Prior to central air & heat, ceiling fans, window fans & whole house fans were the only means of cooling our homes. Since central HVAC, room fans have decreased in usage but with rising energy costs and increased energy air pollution, we are shifting back to ceiling fans help control electricity costs without sacrificing comfort.

Summer Operation

Ceiling fans are a great way to keep air conditioning energy costs down by keeping the feel of the room cooler. In milder climates, ceiling fans keep us cool without running the air conditioner using the wind chill effect. Circulating air feels cooler because it increases the evaporation rate of moisture from the skin, which is the removal heat from our bodies. In summer, the fan should be set to blow down, directly on us.

Fans can also be paired with the air conditioner to help reduce energy costs. The wind chill effect of the moving air allows the air conditioner thermostat to be set a bit higher while maintaining the same degree of comfort. For example, you may be able to set your thermostat from 72° to 76° F and still be just as comfortable. This increase of 4° F can reduce up to 20% in air conditioning energy costs including the cost of running your ceiling fan.

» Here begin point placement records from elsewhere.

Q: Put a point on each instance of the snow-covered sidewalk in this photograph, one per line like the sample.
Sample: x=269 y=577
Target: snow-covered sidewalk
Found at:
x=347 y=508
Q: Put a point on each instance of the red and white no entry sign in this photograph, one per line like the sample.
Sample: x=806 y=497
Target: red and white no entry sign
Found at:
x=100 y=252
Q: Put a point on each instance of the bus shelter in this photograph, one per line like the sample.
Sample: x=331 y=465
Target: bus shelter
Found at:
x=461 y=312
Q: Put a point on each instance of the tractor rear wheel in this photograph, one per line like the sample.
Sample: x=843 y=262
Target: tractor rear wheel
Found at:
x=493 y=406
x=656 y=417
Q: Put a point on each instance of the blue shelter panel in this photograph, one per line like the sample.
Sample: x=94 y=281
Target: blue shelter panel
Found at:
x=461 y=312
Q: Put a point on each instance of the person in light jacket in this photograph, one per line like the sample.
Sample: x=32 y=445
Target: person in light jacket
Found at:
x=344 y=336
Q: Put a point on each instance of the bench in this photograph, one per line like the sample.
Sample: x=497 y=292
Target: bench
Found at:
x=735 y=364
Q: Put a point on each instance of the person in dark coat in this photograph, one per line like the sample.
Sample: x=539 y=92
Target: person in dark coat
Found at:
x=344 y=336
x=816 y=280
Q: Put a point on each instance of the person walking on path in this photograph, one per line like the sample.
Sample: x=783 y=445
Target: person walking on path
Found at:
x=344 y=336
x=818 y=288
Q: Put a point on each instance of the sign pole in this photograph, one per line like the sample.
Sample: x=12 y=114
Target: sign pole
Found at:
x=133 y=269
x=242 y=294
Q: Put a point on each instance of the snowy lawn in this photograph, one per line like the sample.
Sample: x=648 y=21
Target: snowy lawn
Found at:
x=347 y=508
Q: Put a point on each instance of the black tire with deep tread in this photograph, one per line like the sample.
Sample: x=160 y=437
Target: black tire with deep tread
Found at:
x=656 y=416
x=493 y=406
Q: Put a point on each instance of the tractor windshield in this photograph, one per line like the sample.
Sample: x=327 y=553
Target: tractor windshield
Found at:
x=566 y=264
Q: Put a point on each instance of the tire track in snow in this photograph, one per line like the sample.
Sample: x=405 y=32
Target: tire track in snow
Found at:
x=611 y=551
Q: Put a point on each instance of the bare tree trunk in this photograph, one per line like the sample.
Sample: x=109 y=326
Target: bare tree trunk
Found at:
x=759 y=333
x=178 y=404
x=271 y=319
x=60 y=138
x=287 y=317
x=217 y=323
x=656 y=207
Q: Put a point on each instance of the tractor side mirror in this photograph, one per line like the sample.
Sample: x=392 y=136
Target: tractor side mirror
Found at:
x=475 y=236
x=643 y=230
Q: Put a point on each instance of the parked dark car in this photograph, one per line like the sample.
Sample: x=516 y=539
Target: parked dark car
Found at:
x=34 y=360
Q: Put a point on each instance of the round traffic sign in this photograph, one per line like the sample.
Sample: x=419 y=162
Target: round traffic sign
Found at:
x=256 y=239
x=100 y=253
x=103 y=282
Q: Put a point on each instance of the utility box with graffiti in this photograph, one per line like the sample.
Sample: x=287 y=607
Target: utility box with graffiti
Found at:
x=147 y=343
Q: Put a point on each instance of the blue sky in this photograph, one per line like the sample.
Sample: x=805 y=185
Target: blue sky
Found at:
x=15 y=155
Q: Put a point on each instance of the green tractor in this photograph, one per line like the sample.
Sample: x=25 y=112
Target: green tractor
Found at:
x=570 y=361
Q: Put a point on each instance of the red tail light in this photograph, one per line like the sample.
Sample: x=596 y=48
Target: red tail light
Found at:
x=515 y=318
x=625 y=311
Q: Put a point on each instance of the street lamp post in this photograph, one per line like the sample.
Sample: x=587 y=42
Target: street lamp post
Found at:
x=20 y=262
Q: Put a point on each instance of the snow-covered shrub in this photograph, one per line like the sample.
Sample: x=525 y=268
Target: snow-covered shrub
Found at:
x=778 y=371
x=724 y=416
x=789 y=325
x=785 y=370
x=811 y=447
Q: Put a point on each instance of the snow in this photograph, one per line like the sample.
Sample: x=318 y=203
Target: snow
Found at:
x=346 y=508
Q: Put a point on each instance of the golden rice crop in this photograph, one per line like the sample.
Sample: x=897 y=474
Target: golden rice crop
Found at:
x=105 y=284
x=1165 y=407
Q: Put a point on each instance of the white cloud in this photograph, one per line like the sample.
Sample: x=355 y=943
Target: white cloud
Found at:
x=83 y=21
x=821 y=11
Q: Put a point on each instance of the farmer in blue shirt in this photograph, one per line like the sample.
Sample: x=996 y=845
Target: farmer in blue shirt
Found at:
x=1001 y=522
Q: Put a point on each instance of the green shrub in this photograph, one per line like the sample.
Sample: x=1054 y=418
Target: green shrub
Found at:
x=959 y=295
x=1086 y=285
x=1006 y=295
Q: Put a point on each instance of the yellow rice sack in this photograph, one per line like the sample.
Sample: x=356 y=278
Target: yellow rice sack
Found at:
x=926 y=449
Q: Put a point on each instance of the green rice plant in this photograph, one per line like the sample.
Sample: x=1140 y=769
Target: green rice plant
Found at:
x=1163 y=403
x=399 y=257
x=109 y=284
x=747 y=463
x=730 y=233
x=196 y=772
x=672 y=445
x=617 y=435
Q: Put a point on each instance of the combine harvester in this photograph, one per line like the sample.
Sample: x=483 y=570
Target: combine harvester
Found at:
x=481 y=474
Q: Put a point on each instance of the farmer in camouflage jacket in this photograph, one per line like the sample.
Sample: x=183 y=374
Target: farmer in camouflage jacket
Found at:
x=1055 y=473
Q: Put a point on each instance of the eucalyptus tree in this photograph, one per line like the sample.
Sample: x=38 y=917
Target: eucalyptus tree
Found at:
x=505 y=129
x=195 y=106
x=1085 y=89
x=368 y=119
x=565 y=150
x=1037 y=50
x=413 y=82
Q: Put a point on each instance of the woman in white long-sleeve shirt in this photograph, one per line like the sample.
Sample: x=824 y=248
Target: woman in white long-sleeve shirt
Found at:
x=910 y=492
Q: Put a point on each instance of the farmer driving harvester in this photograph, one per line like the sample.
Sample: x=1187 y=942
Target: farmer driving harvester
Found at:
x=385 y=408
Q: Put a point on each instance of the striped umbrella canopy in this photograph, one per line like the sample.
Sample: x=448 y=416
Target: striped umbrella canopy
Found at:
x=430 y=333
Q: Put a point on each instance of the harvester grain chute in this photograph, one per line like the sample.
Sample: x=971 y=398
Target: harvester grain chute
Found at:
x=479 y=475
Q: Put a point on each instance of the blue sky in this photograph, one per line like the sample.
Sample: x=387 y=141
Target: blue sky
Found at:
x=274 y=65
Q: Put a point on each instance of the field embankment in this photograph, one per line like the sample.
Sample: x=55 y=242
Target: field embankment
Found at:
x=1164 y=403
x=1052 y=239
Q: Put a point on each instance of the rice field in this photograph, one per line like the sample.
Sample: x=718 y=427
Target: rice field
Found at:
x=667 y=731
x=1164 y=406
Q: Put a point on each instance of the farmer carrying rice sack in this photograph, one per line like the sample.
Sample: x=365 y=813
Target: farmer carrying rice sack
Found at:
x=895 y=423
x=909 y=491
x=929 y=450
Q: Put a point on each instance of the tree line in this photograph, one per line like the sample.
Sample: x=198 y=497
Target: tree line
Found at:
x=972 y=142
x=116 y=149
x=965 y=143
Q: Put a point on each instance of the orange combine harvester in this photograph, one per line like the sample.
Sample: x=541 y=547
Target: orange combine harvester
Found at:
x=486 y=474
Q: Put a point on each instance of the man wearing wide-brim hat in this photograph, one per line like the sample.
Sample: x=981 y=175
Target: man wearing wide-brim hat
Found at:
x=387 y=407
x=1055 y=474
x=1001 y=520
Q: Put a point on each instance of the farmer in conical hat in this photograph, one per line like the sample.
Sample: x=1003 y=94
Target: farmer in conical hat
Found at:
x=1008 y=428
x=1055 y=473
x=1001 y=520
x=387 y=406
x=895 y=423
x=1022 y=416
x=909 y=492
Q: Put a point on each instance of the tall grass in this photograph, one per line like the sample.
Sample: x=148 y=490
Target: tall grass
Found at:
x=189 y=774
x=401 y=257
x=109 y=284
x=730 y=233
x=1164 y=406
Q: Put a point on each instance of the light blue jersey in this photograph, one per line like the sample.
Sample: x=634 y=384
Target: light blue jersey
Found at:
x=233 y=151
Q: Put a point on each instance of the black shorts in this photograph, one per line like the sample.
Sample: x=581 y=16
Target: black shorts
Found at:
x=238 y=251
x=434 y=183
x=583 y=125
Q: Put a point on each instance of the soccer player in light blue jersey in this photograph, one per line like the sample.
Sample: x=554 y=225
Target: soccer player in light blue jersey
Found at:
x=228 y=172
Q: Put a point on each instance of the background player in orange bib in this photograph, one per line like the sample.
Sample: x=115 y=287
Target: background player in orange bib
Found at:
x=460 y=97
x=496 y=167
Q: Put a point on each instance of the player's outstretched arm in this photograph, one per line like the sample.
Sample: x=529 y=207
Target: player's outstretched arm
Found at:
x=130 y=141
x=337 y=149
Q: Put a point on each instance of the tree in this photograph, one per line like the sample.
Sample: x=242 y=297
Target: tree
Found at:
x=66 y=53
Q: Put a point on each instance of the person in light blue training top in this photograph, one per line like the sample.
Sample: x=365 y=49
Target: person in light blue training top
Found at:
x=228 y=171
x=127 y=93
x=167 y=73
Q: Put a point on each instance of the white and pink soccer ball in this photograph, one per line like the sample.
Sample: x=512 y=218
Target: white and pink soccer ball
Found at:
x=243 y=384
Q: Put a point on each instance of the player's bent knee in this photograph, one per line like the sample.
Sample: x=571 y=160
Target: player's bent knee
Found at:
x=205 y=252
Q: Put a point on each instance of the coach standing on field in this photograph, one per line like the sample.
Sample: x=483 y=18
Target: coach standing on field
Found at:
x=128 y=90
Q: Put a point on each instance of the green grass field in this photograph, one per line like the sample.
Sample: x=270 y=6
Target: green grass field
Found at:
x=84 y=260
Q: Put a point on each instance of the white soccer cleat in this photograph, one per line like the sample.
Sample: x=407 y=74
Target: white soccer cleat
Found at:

Since Ceiling fans don’t actually reduce the temperature make sure you turn off your fans when leaving the rooms for an extended period, just like the lights.

Winter Operation

Ceiling fans are not just for summer, they benefit us in the wonter too. Just reverse the direction of the fan (reversed seasons, reversed fan direction) so the ceiling fan is blowing up towards the ceiling. Heat rises so a lot of the heat you paid for is sitting up at your ceiling, so your ceiling fan will recirculate that heated air back down without significant drafts so you don’t experience the wind chill effect.

Other Types of Fans

Many types of fans that move air will help keep us cooler in the summer. Window fans are still used in milder climates or weather. Open windows on opposing sides of the home for the breeze to flow all the way across the house. Portable fans can help direct air more precisely, like right in your face or push it a bit further away and get your whole body doused with fresh air.

Older homes came with a whole house fan, mounted in the ceiling cented directly into the attic. They were designed to push the heated air at your ceiling out of the house into the attic to be further vented our the attic vents, while pulling cooler air in through open windows (on the shaded side of the house). If you have one of these old world whole house fans, remember to seal it off during colder months so your precious heat doesn’t escape straight into the attic.